Okay, great. And then just one last one for me is so Gary started to kind of talk about it the message of pricing dynamics with more operators building out assets, but and you guys are obviously planning for this by focusing on the brands, et cetera. But if somebody is trying to follow the wholesale market in the state, truly, how long do you think the flower bag for 3000 bucks is going to persist here? When do we get there? Is it a year out? Is it two years out? Or what are we kind of thinking here in terms of a tipping point when things drop to kind of normalized level?
If I could predict it accurately, I'd be in Vegas right now, not here. But I think directionally I feel like it's a 12 to 24 month kind of a condition. I'd be surprised if 24 months from now, it might even be 12 to 18 months if we're still sitting there. And look, there will be exceptions, right? Depending on the flower you're growing. Is it a premium strain? Is it a boutique strain, so you might still command that but just generally speaking to your point selling flower and a bag for those kinds of prices? It certainly feels like you can't have all these 100,000 square foot facilities coming on board and still have a year and a half, two years from now, these kinds of elevated prices. So I think we have at least a good 12 month runway in front of us. I think you're probably starting to tail a little bit after that. But you never know I mean, in Massachusetts is an interesting market whenever you try to predict what's going to happen there.

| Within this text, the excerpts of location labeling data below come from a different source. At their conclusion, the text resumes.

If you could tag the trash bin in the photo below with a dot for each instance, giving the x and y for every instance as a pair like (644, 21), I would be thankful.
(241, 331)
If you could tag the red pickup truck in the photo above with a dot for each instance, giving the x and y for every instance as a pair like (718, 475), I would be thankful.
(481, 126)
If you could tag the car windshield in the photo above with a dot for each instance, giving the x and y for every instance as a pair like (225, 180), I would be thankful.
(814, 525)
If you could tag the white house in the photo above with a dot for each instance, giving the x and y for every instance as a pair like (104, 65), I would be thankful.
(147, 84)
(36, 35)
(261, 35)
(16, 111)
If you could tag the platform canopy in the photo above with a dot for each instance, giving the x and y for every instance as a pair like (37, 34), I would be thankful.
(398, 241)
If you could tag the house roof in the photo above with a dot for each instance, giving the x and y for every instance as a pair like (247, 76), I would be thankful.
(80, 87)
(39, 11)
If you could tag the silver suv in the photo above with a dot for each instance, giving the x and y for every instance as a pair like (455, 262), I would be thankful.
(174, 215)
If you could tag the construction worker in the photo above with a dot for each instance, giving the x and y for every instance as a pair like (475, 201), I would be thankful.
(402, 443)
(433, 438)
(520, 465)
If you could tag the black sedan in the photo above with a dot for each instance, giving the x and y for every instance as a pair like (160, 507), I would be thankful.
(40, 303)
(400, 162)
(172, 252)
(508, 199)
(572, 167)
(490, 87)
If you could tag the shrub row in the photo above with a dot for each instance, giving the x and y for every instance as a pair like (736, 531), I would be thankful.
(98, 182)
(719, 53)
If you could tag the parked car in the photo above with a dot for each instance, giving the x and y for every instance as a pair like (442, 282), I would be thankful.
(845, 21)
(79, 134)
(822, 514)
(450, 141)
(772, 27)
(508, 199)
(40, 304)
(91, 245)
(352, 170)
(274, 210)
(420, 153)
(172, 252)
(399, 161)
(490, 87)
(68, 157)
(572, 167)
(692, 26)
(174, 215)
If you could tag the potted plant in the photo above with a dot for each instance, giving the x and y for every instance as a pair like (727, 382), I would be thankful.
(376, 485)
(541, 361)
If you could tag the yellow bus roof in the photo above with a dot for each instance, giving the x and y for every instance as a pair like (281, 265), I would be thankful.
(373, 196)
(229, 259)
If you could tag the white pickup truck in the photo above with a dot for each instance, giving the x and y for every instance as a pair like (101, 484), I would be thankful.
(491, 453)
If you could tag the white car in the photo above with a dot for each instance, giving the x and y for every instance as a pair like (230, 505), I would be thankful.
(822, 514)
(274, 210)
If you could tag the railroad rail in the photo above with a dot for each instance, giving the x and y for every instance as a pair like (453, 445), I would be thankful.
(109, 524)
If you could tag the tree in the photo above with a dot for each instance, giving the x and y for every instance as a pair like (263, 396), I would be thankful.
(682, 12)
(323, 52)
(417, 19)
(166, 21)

At this time, I'll turn the call back over to Taylor for additional questions from the web.
Thank you, Melissa. I think most of the questions that we've gotten have been answered, one that does keep coming up is could you, and this is directed at Gary. Could you please talk about the CCC change of ownership, the agenda item on tomorrow's meeting?
Sure. That's a great question. I know a lot of our folks out there seem to be like hovering on the CCC websites. So the Cannabis Control Commission has a monthly meeting. In fact, the April meeting is scheduled for tomorrow. And the agenda usually comes out about 48 hours ahead of time. And a lot of folks saw our CAC listed there and got really excited and then saw it said change control. And we're trying to figure that out. So a couple things with the change of control. As part of our streamlining process, as part of the sale of Blackbird, we had an opportunity to do a little bit of reorganization of our subsidiaries. So one of the name changes occurred, required that we filed paperwork for change of control. It was also adding me as a person of control to that application. So I think from us, when you take a look at that the track record of what's been happening, we had our additional grow rooms that we applied for approval that got approved. We've now seen this housekeeping item, taking care of what you'd expect to have happen before you can then get to the final step of resolving the licenses. So I think while that's not the agenda item we want to see, we want to see the one we were on for the licenses. When you think about that order of items there. And you think about the conversations we've had with the commission. These are the kinds of things that have us feeling very strongly that before the end of the second quarter, we hope to have this matter behind us. I know it's been a little bit of fatigue for folks. I know it's something you hear a say over and over again. But you're starting to see actual items and fact patterns that I think are starting to lean in the right direction.
Perfect. That's all the questions for today.
Okay, Taylor, thank you. It was great to connect with everyone this morning. And we'll look forward to our Q1 earnings call coming up soon. Really appreciate it. Thank you.
Thank you. This concludes today's conference. You may disconnect your line at this time. Thank you for your participation.